The first question is what really can be done using native dry land vegetation and is there any obvious engineering solutions. Solar driven atmospheric water extraction is a long way from been actually a feasible option although clunky demos have been built.

Before we start, it must be understood that reforesting the Sahara will lead to a far warmer Northern Hemisphere and that this is actually a good thing, It is also reasonable to anticipate the regreening of the entire Middle East. This will generate a warmer but moderated northern Hemisphere. This is one of the greatest single Terraforming tasks left to us to accomplish.

As I have posted earlier, the first step is the building of fenced range lands along the edge of the true desert. That controls the cropping behavior and allows a resurgence of vegetation promoting the retention of moisture. This perimeter culture will migrate backward into the more arable lands and also enhance their productivity. This should tend to encourage an increase in available moisture into the nearby desert lands.

Most critically, it has been shown that the establishment of acacia trees provides shade and a reduction in general temperature increasing the probability of night showers. It has also been shown that such an environment is conducive to the raising of indigenous cattle that are able to graze the developing grasses and possible under story. One would expect that the best strategy would also include other native ruminants that browse more difficult fodder. No goats should be permitted as they will attack and destroy the whole plant.

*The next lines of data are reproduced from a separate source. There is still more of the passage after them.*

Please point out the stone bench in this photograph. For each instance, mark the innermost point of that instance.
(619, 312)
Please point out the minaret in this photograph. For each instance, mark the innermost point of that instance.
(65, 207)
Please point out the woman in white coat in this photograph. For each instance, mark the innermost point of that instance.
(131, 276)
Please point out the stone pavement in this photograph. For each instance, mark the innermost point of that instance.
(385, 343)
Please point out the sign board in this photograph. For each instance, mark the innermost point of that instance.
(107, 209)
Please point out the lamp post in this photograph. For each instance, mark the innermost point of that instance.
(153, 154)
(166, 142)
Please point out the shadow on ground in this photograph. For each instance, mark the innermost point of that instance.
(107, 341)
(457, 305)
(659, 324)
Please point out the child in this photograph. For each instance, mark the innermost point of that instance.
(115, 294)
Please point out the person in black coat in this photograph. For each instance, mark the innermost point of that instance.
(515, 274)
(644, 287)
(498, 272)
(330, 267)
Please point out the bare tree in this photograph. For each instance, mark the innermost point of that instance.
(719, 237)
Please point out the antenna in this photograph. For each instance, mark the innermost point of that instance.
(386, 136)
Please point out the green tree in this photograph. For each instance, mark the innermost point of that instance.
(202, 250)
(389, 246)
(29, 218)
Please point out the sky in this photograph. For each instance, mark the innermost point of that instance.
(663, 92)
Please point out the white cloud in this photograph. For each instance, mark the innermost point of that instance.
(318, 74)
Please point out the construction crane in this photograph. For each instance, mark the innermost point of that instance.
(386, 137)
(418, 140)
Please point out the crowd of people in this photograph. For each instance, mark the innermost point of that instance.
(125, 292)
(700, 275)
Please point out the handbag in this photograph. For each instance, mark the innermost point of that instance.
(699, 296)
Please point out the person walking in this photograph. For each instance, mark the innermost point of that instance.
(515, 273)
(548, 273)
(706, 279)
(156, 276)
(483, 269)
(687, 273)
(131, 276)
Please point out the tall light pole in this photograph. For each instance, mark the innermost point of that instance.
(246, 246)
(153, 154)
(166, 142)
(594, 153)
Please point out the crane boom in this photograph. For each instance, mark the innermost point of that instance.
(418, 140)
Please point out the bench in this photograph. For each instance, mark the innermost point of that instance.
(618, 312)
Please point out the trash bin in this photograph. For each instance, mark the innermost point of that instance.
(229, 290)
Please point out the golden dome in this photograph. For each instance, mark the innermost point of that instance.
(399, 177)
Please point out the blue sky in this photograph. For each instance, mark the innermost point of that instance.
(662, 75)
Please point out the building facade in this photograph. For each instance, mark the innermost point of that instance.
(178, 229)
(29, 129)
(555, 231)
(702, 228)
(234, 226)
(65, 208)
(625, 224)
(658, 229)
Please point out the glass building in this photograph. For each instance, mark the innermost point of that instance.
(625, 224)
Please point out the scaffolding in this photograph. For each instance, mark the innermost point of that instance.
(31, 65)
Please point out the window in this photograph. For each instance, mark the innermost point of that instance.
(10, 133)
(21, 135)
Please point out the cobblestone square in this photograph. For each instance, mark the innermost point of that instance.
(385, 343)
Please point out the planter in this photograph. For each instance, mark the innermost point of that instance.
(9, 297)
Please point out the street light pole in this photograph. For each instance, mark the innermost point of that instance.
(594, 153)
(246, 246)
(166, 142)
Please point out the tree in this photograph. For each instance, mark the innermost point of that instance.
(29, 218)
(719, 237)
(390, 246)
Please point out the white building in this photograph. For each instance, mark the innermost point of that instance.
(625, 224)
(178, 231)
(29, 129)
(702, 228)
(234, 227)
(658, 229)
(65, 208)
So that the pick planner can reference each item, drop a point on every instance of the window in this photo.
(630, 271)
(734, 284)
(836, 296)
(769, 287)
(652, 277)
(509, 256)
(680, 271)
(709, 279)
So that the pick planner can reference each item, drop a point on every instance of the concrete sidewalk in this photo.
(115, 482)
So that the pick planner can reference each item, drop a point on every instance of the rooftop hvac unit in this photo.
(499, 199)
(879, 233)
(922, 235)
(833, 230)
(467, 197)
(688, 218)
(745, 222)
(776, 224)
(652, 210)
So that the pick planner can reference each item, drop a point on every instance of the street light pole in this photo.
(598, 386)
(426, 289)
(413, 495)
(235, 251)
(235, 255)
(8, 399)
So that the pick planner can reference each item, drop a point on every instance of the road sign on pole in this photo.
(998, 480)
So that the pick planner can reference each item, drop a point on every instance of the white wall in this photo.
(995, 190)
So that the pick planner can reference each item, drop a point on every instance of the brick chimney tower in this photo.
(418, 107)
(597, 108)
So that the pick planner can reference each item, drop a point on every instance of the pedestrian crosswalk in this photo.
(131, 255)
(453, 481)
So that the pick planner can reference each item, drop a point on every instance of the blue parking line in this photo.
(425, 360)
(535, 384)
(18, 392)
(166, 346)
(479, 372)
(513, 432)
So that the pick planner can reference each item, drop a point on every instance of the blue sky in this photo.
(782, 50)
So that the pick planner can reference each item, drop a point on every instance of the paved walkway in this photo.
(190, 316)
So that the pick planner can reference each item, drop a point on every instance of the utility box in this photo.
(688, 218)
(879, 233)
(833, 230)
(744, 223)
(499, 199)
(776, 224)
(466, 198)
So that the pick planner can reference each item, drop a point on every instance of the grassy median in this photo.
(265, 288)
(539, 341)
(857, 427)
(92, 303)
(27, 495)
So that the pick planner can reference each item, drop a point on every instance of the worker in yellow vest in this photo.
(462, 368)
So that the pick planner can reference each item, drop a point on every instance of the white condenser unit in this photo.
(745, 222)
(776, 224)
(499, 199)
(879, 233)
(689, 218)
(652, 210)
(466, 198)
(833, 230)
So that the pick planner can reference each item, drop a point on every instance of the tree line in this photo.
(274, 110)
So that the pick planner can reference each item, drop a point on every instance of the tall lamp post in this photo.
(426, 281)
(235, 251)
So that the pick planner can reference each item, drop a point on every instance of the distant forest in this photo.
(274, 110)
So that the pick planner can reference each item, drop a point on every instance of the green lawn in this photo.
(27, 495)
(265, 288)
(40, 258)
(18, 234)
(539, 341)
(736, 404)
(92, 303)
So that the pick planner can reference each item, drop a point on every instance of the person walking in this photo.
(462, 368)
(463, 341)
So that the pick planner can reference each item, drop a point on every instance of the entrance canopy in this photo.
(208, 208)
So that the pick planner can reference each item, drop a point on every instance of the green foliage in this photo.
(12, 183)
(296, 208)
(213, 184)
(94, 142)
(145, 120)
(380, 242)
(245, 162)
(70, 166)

The idea is to advance this culture into the desert one fence row at a time as the following advance of available moisture accommodates. Without use of artificial means this does promise to take many years. Yet it will still be hugely advanced. The necessary population exists along the entirety of the southern edge of the Sahara with the necessary skills. In most cases it will be a problem of establishing title and supplying barb wire. It will be a lot like the spread of farming on the Great Plains.

We actually know that this was all likely viable grazing land in the beginning that was destroyed over a thousand years. Restoring it this way would likely take another thousand years.

To speed the process up, it should be possible to first design some large water diversion schemes that transfer water into suitable desert regions. It will never be enough but is will expand the watered regions and increase the atmospheric moisture content in those regions, once again allowing a gradual dry land expansion.

The principal prospect for this is the diversion of most of the water in the Upper Congo Basin over to the Chad Basin, perhaps not creating a lake so much as a fully watered basin with a sustainable lake that hopefully is large enough to drain. The possibility would also exist for additional diversion into the north. Work done seventy years ago suggested that this might be feasible.

It is also possible to create a biannual diversion of the Nile west of its current route but this may be of doubtful value until we are in the very late stages.

That then opens the remaining question of whether there is any method to divert some water north from the Niger Valley. At first blush, this appears very unlikely except the rainy season produces a huge amount of water that naturally is lost to the sea. It may be possible to divert sections of that river system to the north into valleys running into the Sahara. There should still be ample water for down river applications.

The truth is that that these engineering options help, but actually for a small fraction of the Sahara. The place is several millions of square miles and it would be a miracle to provide direct irrigation for even a quarter million square miles.

Therefore without actual atmospheric moisture recovery, we are looking at relying on natural recovery aided at least by our direct land management efforts. This might be at the rate of a mile per year, so that you are always followed closely by emergent tree cover. It will require two thousand years at this rate to do the Sahara, and assuming a simultaneous effort in the Middle East, much the same time.

The process may go faster if appropriate grasses can be used.